Free from the administrative burdens of maintaining their own infrastructure…
By: Christopher KeltyThe engineering society IEEE’s general magazine Spectrum has a featurette on “Open Source Warfare” in the November online version. It’s written by Robert Charette, who normally tracks software failures at his blog Risk Factor. The article is a good one, as these things go, spurred on by John Robb’s recent book Brave New War. Robb is a RAND researcher who has been writing about so-called open source warfare for a few years now. I thought I’d post this here because it’s obviously of concern to me that the term open source is being applied in this way. What it means to the RAND researchers and people who think the concept makes sense, is captured by my title here though: jihadists and insurgents are said to be more efficient at innovating their techniques because they are “free from the administrative burdens of maintaining their own infrastructure…” and can rely on Wal Mart and Fedex to supply and ship the things they need to make household bombs.
So, my analysis of open source is useful here, in that I think they are absolutely right about this, but that it is only one piece of what makes open source distinctive… but lacks many others. There is no mention of the intellectual property related aspects, or the specific mode of openness that characterizes software projects, much less the specifc IT tools people use. But it is correct about one thing, which is the reliance on existing standardized infrastructures and hardware, such as the widely shared PC architecture, file formats (for insurgents’ videos), the Internet, secure international credit transactions for online purchasing and so on.

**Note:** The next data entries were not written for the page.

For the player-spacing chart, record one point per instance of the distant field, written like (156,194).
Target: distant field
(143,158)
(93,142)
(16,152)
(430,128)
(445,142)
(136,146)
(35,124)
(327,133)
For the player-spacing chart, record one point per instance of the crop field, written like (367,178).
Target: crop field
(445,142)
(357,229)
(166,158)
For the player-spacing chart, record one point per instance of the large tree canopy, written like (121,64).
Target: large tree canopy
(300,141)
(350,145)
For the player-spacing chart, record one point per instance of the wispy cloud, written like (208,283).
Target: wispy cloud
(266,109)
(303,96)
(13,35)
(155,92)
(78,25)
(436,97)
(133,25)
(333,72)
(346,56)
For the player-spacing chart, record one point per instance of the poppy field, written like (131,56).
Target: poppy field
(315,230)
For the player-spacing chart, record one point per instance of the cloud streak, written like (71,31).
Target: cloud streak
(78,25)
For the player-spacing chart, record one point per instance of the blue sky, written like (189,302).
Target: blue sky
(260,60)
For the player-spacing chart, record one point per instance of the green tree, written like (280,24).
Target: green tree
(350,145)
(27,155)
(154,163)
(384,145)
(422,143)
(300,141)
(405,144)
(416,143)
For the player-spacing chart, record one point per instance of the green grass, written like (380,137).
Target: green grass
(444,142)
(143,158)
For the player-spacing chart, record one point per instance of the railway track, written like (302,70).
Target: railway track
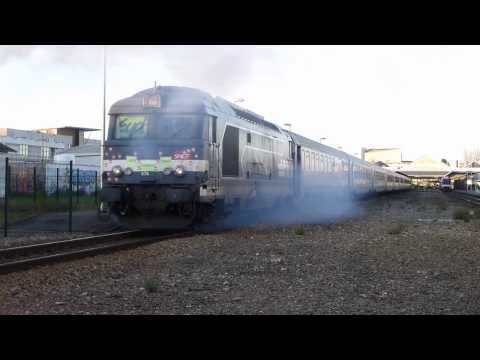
(24,257)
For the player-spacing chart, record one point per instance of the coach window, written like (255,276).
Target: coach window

The phrase “administrative burdens” is a peculiar one though. Much or the article focuses on the weapons acquisition process of the US Military, arguing that the process simply takes a long time. The implicit argument seems to be that this process and the time it takes to acquire weapons should be changed and shortened. I wonder though, whether this is just another way of arguing that the military should have less oversight, more secrecy, and less accountability… which would be pretty much the opposite of what open source can and has achieved in other areas.
December 3rd, 2007 at 8:14 am
Thanks, Chris, fascinating. We’ve actually got a link to John Robb’s blog, GlobalGuerrillas, in our Connections section, to which interested folks can turn for another set of his first-order observations.